虚弱生産士は今日も死ぬ ―小さな望みは世界を救いました―

山田 武

バトルロイヤル その11



 科学と魔法の二つの技術を用いた結果、生みだされた最強兵器──『天の雷』。
 轟雷のような音を立てて地上に降り立った光の柱が、その後どうなったのかをドローンで視てみれば……。

「よし、何もない……じゃなくて、何も問題ないな」

《結界も上手く作動したようです》

「これで被害者は休人のみ。自然やこっちの世界の人には影響も及ぼしてない」

 雷そのものに、選別の機能などいっさい持たせていない。
 あれはむしろその逆、すべてのモノを滅ぼすことができる力だ。

「だからこそ、安心安全の結界様の出番なわけだ。お蔭で死者や被害が出ることもなく、無事攻撃を通すことに成功した」

《さすが旦那様です》

「へへっ、よせやい。『SEBASおまえさん』がいなきゃ、できなかっただろうさ」

《そう言っていただけるとは……光栄の限りでございます》

 結界とは、街に張ってあるダメージ変換系の結界ではない……あれでは変換されたとしても耐えられず、俺同様に死に戻ってしまうのが雷の馬鹿火力だ。

 俺の結界技術は『龍王』さんの摸倣でしかないが、あの人が(止むを得なく)見せてくれたものとその応用でしかない。
 それでもかなり便利に使えているのだ、基となった『龍王』さんの結界はもっと凄まじいというわけだな。

 そんな結界の一つ、夢幻結界。
 中で起きたことを夢や幻として書き換えることができる……『おやくそく』な結界だ。
 これがあればある程度の無茶をしても、外に出たときにはいっさいの損失を起こさずにいられる。

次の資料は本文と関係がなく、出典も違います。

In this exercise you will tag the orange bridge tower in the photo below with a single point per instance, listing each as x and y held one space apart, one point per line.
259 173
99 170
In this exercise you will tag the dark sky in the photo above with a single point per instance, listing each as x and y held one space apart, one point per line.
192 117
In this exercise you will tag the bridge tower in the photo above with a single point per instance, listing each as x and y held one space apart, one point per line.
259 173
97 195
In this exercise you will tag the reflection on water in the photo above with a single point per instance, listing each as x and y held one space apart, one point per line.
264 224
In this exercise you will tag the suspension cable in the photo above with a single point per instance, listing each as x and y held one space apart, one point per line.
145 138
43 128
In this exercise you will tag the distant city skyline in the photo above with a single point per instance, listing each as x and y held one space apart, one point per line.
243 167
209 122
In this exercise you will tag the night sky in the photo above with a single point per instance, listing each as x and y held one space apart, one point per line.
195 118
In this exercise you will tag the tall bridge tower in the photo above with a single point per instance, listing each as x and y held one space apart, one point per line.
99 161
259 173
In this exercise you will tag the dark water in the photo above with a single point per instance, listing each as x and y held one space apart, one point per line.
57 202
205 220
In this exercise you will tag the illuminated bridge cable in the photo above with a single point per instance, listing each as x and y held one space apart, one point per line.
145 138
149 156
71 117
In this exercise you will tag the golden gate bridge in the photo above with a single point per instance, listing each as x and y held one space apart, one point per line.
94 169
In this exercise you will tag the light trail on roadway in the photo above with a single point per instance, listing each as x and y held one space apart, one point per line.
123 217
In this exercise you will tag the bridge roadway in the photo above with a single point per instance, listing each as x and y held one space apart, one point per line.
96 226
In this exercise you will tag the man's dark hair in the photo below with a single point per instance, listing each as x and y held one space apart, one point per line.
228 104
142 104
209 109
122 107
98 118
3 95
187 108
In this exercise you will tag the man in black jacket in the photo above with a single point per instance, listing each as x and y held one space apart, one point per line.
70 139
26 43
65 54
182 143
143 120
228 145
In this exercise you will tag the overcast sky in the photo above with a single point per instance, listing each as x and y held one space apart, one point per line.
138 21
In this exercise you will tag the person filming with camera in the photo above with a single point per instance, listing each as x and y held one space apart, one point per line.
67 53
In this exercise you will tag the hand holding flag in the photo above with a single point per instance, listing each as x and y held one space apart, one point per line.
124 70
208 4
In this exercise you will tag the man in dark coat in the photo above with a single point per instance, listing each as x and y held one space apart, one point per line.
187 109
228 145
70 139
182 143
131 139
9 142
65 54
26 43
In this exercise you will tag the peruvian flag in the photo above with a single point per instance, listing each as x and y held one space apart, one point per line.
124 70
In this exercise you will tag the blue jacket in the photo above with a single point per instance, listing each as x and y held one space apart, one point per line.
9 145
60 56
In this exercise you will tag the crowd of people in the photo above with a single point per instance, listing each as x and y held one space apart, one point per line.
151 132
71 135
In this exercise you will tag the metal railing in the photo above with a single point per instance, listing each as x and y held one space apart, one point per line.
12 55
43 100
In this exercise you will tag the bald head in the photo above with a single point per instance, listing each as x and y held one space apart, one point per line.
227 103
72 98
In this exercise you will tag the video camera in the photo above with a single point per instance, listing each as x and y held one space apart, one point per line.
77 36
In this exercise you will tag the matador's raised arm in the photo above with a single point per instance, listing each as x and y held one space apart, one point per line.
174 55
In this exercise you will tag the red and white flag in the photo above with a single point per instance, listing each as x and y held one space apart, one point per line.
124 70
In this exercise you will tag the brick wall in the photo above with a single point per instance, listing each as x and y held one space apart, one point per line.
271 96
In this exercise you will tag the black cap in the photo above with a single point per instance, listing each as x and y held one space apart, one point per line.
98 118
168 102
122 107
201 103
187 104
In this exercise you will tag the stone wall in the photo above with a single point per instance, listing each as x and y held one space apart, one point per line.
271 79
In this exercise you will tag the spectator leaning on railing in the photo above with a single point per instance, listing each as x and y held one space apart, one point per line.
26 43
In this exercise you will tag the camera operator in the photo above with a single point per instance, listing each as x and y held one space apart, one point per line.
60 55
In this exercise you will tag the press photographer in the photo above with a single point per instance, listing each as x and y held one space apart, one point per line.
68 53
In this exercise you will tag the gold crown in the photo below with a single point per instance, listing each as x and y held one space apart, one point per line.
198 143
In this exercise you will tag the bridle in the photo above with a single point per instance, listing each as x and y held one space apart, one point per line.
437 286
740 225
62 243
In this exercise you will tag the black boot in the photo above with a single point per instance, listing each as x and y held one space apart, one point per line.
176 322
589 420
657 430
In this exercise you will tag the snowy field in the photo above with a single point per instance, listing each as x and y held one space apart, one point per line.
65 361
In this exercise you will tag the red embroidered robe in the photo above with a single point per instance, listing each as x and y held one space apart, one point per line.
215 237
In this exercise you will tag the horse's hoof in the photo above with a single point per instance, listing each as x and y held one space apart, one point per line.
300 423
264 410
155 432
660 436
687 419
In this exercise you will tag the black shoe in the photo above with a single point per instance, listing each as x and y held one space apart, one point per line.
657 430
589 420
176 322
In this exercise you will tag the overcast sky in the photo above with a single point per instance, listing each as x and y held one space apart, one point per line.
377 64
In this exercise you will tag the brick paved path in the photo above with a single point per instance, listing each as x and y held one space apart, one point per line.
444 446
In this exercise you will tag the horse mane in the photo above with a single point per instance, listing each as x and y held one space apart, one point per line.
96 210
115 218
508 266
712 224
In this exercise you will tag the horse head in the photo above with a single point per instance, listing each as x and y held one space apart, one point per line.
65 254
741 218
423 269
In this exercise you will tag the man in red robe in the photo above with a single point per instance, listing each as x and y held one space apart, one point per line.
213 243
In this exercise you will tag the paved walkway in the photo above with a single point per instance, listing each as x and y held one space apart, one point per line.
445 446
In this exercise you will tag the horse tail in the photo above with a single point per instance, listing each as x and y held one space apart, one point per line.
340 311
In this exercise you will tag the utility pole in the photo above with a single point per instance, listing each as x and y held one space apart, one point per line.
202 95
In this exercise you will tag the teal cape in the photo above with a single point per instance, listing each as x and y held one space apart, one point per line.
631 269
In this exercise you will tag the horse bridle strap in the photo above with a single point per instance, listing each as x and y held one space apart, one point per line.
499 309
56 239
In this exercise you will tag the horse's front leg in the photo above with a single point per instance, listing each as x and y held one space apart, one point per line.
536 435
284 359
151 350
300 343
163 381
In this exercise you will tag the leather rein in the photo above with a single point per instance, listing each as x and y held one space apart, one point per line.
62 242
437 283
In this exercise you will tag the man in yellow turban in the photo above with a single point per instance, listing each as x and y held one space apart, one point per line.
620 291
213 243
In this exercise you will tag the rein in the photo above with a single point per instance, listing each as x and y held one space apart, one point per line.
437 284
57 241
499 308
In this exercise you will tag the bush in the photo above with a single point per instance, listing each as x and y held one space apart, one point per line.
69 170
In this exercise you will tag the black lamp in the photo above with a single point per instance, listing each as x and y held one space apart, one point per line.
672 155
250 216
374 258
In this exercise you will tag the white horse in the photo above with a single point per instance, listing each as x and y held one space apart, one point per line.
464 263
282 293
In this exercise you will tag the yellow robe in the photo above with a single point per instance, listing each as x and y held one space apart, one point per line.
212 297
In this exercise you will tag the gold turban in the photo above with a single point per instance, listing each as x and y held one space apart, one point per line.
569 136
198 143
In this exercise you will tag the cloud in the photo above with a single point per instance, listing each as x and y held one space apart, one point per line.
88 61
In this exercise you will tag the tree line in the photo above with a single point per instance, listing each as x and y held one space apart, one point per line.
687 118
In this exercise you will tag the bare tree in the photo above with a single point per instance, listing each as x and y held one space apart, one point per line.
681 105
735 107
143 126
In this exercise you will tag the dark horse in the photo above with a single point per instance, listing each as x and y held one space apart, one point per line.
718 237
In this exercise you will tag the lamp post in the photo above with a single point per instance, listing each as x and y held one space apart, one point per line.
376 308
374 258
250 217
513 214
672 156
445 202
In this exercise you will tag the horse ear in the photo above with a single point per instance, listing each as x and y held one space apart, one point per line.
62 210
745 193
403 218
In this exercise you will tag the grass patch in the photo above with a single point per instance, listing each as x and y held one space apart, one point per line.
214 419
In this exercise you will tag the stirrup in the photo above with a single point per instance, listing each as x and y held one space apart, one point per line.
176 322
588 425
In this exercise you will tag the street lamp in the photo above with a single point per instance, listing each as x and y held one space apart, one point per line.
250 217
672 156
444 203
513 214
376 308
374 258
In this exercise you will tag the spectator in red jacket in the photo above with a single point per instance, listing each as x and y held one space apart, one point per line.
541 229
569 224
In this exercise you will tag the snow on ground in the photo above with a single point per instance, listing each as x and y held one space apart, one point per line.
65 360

「ドローンを数体配置し、夢幻結界を展開させて周囲を取り囲む。その範囲だけに限定して『天の雷』を落とし、休人たち自身にその凄まじさを観測させる……するとどうだろうか? 勝手に想像するはずだよなー」

 確認してもらえば、掲示板はかなり混乱しているようだ。
 完全に某天空の城を彷彿とさせる展開、未だに町の外を闊歩するロボット兵が何よりの証拠となっている。

 これはゲリライベントなのか、それともどこかのギルドによる企みなのか……また、そもそも首謀者は誰なのか、などだ。

 幸いにして俺に関する情報はいっさい出ていない、少し前の記事には俺の売り捌いた商品に関するレビュー的な物もあったみたいだが……今は関係ないか。

「あっ、でも──」

《ご安心ください、評価ごとに纏めております。旦那様がかつて言っていたように、二と四の評価を重点的に》

「おお、さすが『SEBAS』だ」

 一と五は適当にやる奴が多いので、悩んだ末の二と四がベストだと俺は思う。
 人生も八割上手くいけばいいと考える人がいるし、そうなのかもしれない。

「──これでイベント終了。さて、残りは結果を待つだけだな」

 天空の城の構造はすべて解析が済んでいるし、持って帰れないならあっちでも暇なときに造ってみようか。